NetentSec NGFW uses deep identification technology to effectively cover the means of escape that traditional firewalls and IPS equipment cannot identify, such as port hopping, agent, tunnelling technology and SSL encryption, etc., enabling the customers to identify, detect and control various applications.

 

Comprehensive means of user identification

NetentSec NGFW can implement user authentication through a variety of certification systems (MS AD, Radius, LDAP, etc.) and supports user recognition in a variety of application systems (POP3, SMTP, Kerberos, etc.). Meanwhile, it has impeccable functions of user organization and management and user import.

 

Detailed application control policy

Different from quintuple access control policy of traditional firewalls, NetentSec NGFW exerts access policy control based on applications and users. Besides traditional simple means of allowing and forbidding, NetentSec NGFW can also perform blocking, multi-dimensional security scanning and sophisticated traffic management to the traffic within the policy.

 

Rich functions of traffic management

NetentSec NGFW provides rich functions of traffic management, including virtual link management, multi-stage flow channel management, bandwidth control and borrowing, equal distribution of user bandwidth, etc.. NetentSec NGFW not only provides security protection, but also safeguards critical applications and promotes the value of bandwidth.  

 

 

Integrated protection against application layer threats

The insight of NetentSec NGFW ensures to visualize the applications which apply technologies like dynamic port, tunnels, agents, and SSL encryption. And thus it can prevent threats to escape and defense against the threats through comprehensive security inspection means based on applications (intrusion prevention, antivirus, URL filtering, etc.).

 

Anti-escape intrusion prevention

Traditional intrusion prevention technologies cannot cope with port escape, which causes threats to network. And NetentSec NGFW’s ability of deep application identification effectively eliminates this kind of threats. NetentSec NGFWcan detect and defense against a variety of ways of attacks or threats, such as bugs, trojans, worms, back doors, buffer overflow, scanning and SQL injection. It has a database of more than 2500 threat features and keeps updating it in time.

 

Low-latency virus detection

NetentSec NGFW provides effective virus protection functions based on streaming technology. Low latency effects of flow technology bring favorable network user experience to users. It can kill viruses in multiple protocols traffic (HTTP, FTP, SMTP, POP3 and IMAP, etc.) and compressed files (gzip, zip, rar etc.). A database of nearly 100,000 virus features is maintained and updated at real time.

 

URL filtering based on the cloud

Using methods of active scan prevention and online content identification based on the cloud, NetentSec NGFW can quickly identify suspicious websites and effectively defense against websites plugged with trojans and fishing sites, identify puppet hosts implanted with trojans and cut off their communication with outside and eliminate risks, and reduce opportunities for contact with websites plugged with trojans and fishing sites and reduce risks by controlling high-risk websites such as pornography and gambling.

 

Integrated security policy

NetentSec NGFW provides integrated security policies based on applications, bringing users comprehensive security functions based on applications and simple, flexible security policy configuration.
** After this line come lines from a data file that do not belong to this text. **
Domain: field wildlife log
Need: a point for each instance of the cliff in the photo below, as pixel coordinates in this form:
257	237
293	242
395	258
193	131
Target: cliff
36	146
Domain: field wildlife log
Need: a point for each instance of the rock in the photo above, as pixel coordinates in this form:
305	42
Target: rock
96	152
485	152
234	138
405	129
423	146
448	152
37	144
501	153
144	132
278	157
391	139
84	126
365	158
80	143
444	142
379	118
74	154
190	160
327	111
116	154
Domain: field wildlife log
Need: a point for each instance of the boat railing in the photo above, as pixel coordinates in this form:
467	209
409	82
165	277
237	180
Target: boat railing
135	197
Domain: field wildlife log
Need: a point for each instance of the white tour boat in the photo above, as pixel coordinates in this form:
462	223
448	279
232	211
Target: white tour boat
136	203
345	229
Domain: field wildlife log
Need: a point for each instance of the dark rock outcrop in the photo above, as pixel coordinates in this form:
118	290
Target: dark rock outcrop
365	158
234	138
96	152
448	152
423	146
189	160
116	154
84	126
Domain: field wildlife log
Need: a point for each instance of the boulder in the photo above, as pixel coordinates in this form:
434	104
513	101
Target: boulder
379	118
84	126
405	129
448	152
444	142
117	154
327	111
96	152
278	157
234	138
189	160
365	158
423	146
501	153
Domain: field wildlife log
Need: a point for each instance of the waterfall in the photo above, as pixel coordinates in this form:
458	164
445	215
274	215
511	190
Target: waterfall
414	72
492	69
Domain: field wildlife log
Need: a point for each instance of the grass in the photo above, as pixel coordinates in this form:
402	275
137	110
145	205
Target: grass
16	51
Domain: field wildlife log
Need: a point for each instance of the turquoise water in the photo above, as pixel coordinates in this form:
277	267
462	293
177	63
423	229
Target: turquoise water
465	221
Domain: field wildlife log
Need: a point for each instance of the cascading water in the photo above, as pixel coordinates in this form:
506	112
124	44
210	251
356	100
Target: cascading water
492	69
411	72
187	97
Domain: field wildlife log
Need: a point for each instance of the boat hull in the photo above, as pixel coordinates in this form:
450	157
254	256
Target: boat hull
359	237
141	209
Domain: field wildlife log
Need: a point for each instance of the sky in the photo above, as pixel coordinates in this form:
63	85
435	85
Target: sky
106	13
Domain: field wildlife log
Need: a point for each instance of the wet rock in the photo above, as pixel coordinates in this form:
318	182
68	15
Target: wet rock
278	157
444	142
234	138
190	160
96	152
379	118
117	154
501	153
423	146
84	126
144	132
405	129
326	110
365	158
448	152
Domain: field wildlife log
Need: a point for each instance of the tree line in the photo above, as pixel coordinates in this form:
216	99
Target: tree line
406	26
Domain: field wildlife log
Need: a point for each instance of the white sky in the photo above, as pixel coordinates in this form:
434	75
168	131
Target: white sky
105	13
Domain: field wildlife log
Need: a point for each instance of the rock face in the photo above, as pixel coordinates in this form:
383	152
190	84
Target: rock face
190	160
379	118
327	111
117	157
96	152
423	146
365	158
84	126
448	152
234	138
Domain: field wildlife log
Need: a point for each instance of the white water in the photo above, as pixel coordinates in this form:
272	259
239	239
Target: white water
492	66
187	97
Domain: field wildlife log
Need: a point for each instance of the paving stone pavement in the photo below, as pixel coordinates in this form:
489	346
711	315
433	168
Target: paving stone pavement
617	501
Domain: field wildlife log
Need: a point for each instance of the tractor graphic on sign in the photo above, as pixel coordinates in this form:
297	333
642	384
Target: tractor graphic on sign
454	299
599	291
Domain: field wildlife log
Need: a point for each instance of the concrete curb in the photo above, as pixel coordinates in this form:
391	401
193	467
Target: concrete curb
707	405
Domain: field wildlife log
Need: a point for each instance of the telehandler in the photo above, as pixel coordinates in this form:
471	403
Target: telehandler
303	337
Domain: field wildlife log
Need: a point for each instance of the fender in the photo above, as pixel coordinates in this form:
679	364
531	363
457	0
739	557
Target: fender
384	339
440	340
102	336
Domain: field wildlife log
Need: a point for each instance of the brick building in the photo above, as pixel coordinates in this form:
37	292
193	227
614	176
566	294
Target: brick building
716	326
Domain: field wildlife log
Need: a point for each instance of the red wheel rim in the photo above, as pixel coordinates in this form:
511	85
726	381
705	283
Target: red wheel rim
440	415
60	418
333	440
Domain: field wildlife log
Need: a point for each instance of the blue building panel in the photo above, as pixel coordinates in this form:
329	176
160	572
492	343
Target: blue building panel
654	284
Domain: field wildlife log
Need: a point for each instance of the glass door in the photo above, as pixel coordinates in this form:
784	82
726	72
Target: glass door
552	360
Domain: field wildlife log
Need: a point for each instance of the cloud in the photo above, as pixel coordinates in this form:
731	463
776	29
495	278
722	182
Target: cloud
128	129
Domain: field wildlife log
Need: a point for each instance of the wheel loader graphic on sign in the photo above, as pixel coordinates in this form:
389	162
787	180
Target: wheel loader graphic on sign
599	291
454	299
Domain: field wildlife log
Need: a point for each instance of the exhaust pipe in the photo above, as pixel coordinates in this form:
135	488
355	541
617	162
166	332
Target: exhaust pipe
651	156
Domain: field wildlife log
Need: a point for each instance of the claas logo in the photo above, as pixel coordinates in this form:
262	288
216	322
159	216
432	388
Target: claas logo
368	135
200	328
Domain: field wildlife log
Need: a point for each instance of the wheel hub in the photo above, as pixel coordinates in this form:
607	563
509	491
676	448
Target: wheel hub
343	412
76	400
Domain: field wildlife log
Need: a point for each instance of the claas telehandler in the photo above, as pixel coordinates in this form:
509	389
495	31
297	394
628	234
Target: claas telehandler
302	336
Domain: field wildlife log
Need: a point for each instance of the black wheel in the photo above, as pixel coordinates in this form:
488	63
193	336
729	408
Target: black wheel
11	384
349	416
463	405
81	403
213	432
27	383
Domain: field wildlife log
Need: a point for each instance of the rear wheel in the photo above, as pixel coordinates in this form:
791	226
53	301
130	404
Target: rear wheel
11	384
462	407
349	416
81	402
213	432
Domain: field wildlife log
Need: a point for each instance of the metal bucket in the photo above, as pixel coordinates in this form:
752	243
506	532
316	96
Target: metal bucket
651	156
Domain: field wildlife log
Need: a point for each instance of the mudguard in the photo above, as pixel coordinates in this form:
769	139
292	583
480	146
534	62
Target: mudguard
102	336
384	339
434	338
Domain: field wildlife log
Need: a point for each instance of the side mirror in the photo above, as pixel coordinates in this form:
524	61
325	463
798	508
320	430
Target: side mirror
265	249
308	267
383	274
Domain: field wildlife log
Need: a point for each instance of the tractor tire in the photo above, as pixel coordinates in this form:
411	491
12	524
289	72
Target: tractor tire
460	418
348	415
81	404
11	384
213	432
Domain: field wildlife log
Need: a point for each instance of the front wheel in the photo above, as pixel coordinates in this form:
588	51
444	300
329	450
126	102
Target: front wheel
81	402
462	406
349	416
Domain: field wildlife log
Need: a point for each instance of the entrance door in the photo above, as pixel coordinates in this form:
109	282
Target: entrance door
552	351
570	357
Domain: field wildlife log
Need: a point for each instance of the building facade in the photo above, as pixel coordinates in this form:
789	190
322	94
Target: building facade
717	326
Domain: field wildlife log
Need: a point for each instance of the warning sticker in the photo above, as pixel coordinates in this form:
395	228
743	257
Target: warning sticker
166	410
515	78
Based on the quintuple policy of traditional firewalls, three dimensions are added: application, user and content.One policy can simultaneously match application, user and content, reducing the number of policy configuration items and the maintenance costs.

 

 

Intelligent active defense

Based on behavior analysis, NetentSec NGFW provides protection means which realizes intelligence interaction between various types of logs and threat analysis visualization, helping users find and control unknown threats that exist in the network and adjust security policies timely to enhance security defense.

 

Application threats visualization

NetentSec NGFW does security risk classification and recognition based on the specific characteristics of the applications, such as "known bugs", "technical characteristics" and "how it has been attacked or used". NetentSec NGFW does more detailed application security risk classification and identification to "Gray" applications to help users to recognize and control the security risks of the "gray" applications effectively.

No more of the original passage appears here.